Indian economy: GVA grew 3.7% in March quarter of FY21
Gross value added (GVA) — which is another method of measuring the economic activity — grew at 3.7 percent in the March quarter of FY21 as opposed to 1 percent in the December quarter. Economists consider GVA to be a better metric for measuring production in an economy under the current circumstances. For the entire financial year 2020-21, GVA contracted by 6.2 percent.
Manufacturing in Q4 of FY21 recovered to 6.9 percent against 1.7 percent recorded in Q3. Recovery was also seen in construction activities (14.5 percent), electricity (9.1 percent) and public expenditure (2.3 percent) in the March quarter.
June quarter may show improvement in GDP y-o-y
Although Indian economic growth is expected to show double-digit growth in the June quarter of FY21, however, it will primarily be attributed to a 24.4 percent contraction in the corresponding quarter of the previous financial year. Overall, India’s economic growth is expected to take a significant hit in this financial year due to the second COVID-19 wave.
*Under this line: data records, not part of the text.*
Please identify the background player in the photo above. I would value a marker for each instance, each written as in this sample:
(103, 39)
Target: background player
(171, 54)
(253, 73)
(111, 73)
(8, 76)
The latest round of FICCI’s Business Confidence Survey has also revealed a sharp deterioration in the optimism level of corporate India vis-a-vis the previous survey. Worsening current conditions as well as muted expectations about the near-term prospects on the back of a sweeping second wave of coronavirus infections pulled down the overall index value by over 20 points. The Overall Business Confidence Index nosedived and stood at 51.5 in the current round after reporting a decadal high value of 74.2 in the previous survey round, said FICCI on Monday.